Lettre vagabonde – 25 janvier 2019
L’apparition du chevreuil est un roman bien ancré dans un débat de société des plus actuel : la violation des droits des femmes et ses lourdes séquelles. Élise Turcotte s’efface et donne toute la place à la narratrice. La narratrice, une écrivaine, trouve refuge dans un chalet isolé au fond des bois où l’hiver bat son plein. Un refuge pour écrire et se sauver. Le récit cependant se déroule sur différents moments sans souci de l’ordre chronologique. Ce procédé accompagné du « je » au temps présent donne de l’amplitude à la parole et intensifie l’action. L’écrivaine a reçu des menaces sur les réseaux sociaux d’un certain Rock Dumont membre de la Souche, un mouvement haineux qui s’attaque aux femmes. Son beau-frère exerce une domination abusive sur la famille. Elle cherche à se défaire de ces emprises. « Je dois me sauver, j’ai dû me sauver pour des motifs que j’ai encore du mal à m’expliquer, une suite d’événements qui m’ont emmurée au fil des années. »
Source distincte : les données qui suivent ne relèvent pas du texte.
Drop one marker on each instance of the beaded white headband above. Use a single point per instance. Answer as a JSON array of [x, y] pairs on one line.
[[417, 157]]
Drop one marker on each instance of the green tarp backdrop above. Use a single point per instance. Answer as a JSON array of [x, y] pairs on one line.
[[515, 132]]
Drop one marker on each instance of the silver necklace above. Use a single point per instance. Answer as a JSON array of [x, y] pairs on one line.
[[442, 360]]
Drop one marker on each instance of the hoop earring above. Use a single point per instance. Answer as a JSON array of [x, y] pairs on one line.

Le roman dénonce les silences imposés qui enfreignent l’épanouissement, entravent la liberté. « J’ai besoin de dessiner une ouverture afin qu’une vérité ne soit pas enterrée vivante. » nous confie l’écrivaine. L’autrice Rebecca Solnit ajouterait : « Ces assignations au silence se font également par petites touches : harcèlement en ligne, parole coupée lors d’une conversation, rabaissée, humiliée, rejetée. Avoir une voix est crucial. » L’écriture serait-elle une issue? L’apparition du chevreuil révèle les conséquences dévastatrices d’une parole bâillonnée, d’une vie réglementée par l’oppression. C’est l’histoire des femmes sous la domination masculine. Une emprise rarement dénoncée et exercée en toute impunité.
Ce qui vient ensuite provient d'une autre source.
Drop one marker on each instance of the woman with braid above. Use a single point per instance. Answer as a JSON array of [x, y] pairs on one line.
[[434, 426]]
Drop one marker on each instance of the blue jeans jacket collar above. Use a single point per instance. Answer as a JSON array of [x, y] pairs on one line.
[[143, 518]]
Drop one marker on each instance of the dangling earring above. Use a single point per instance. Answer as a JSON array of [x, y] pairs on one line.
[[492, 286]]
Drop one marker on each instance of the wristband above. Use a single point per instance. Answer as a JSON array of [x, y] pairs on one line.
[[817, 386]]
La narratrice s’insurge contre le pardon sans condition. « Quand ce genre de personnes feignent d’être admissible au pardon quand d’autres l’accordent, c’est qu’il n’y a plus d’offense. » À force de pardonner les (…) torrents de haine, de la boue dans les conversations des plus banales », on finit par nier la réalité, taire la vérité. Les cent cinquante pages donnent l’impression d’en avoir lues huit cents de scénarios variés sur l’absence des droits de la femme et de la complexité des relations entre les hommes et les femmes.
Élise Turcotte termine sur une note d’espérance. Elle n’hésite pas selon son habitude à faire un clin d’œil à la mythologie. Le chevreuil, symbole de l’arbre de vie, de la renaissance, ramène l’embellie et annonce des jours meilleurs.
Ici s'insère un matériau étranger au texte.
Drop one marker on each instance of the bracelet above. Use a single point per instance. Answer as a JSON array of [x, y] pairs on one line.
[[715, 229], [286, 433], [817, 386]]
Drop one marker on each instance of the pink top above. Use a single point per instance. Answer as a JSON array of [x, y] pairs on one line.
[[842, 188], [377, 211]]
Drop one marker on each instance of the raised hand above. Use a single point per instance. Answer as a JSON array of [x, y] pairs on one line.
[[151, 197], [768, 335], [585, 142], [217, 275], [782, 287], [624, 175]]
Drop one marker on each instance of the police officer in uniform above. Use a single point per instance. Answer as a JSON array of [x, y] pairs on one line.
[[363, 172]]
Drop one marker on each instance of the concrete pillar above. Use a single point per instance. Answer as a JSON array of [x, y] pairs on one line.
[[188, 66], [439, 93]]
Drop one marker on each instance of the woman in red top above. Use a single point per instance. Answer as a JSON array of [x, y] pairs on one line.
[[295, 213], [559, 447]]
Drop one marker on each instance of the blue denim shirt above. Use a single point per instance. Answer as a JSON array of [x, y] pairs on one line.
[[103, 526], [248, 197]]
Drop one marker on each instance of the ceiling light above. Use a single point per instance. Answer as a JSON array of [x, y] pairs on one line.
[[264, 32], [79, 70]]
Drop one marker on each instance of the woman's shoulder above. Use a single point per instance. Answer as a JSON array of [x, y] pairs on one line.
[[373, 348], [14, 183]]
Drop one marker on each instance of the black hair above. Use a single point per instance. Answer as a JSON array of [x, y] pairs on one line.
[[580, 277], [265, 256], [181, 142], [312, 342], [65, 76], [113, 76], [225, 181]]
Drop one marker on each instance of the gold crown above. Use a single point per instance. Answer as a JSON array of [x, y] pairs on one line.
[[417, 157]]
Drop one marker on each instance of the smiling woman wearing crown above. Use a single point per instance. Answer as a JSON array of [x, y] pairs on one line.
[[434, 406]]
Dans la langue de l’intime, de la parole drue et rigoureuse, l’autrice nous invite à reprendre la parole, à apprendre les mots propices et salvateurs à notre propre existence. Comme l’exprime Rebecca Solnit : « Le silence est l’océan du non-dit, de l’indicible, du refoulé, de l’effacement, de la surdité. » Et, « Le vrai rôle du langage et le plus important, est de clarifier les choses pour nous aider à les voir. » Des réflexions qui se trouvent au cœur de L’apparition du chevreuil. Élise Turcotte a emprunté la trajectoire de l’écriture libératrice pour briser le silence par lequel trop d’êtres humains sont séquestrés. Un roman éclairant et significatif.